Glenn laughs and takes his hand away. "We're not going to ransom you if that's what you're asking. That thing with Garrison…" Glenn shakes his head. "It was Rick's idea. It was winter and we were out of food and Lori was eight months pregnant and he was desperate. There were the five of us to feed, the baby coming, and then also these three men we found locked in the prison cafeteria when we got here. Well, there were five men, but…anyway, that's another story."

Rick and Maggie went on a supply run, Glenn explains, and they lay low when a pair of men entered the country store they were looting. They listened to their conversation and learned the men had a prosperous camp. They were talking about how they were going to be able to eat a pig since they had six now and maybe they'd have it with a bunch of pineapple and canned spinach after their latest score of canned food.

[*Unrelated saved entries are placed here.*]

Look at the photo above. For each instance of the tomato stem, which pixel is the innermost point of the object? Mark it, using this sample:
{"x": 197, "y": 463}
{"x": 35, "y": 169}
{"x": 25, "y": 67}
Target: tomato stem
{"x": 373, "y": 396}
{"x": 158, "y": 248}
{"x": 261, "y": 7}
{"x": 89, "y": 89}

"And then Rick just jumped Garrison," Glenn says. "Jumped him and put a gun to his head. Maggie was like – What the hell, Rick! in her head, you know. But he'd already acted, so she felt she had to back him up to prevent a worse situation. So she came at the other man– Day John, I think was his name – "

" - DeShawn," Carol says.

"Yeah. Anyway, Maggie disarmed him from behind. And then Rick told Day John that if he wanted Garrison back, he'd have to come back with three pigs and a bunch of canned spinach and pineapple. Lori was pissed when they came back with Garrison. She kept going on you know, What if they send an army? What if they kill us all? Why couldn't you just offer to trade them for the medical supplies in our infirmary? But it was all too late. We had to see it through." Glenn shrugs. "And it worked. We got the food, and we made it through the winter. But the point is, we don't do that sort of thing typically. Certainly not now. We have gardens and more supplies we've looted. Two of the refugees we took in from Woodbury know how to hunt. We're doing okay, and we just want peace. You'll be free to go anytime you want." He puts a hand on her shoulder again and looks at her directly. "Or free to stay. You were one of us once, Carol. You could be again."

That's a possibility Carol has not even begun to consider. She's started to think of that little cottage as her home, and she's probably said more honest things about herself to Daryl in the past two weeks than she ever said to Lori or Glenn in any of the three months from the quarry to the CDC to the farm. Sophia has already made good friends in Ivan and Carina. As desperate as she was to find Rick and Lori and Glenn and the others after the farm burned down, this chance meeting feels more like a high school reunion than a coming home: a temporary reconnection with transformed people from a fading past.

She was one of them once, it's true. But she's not so sure she can be again.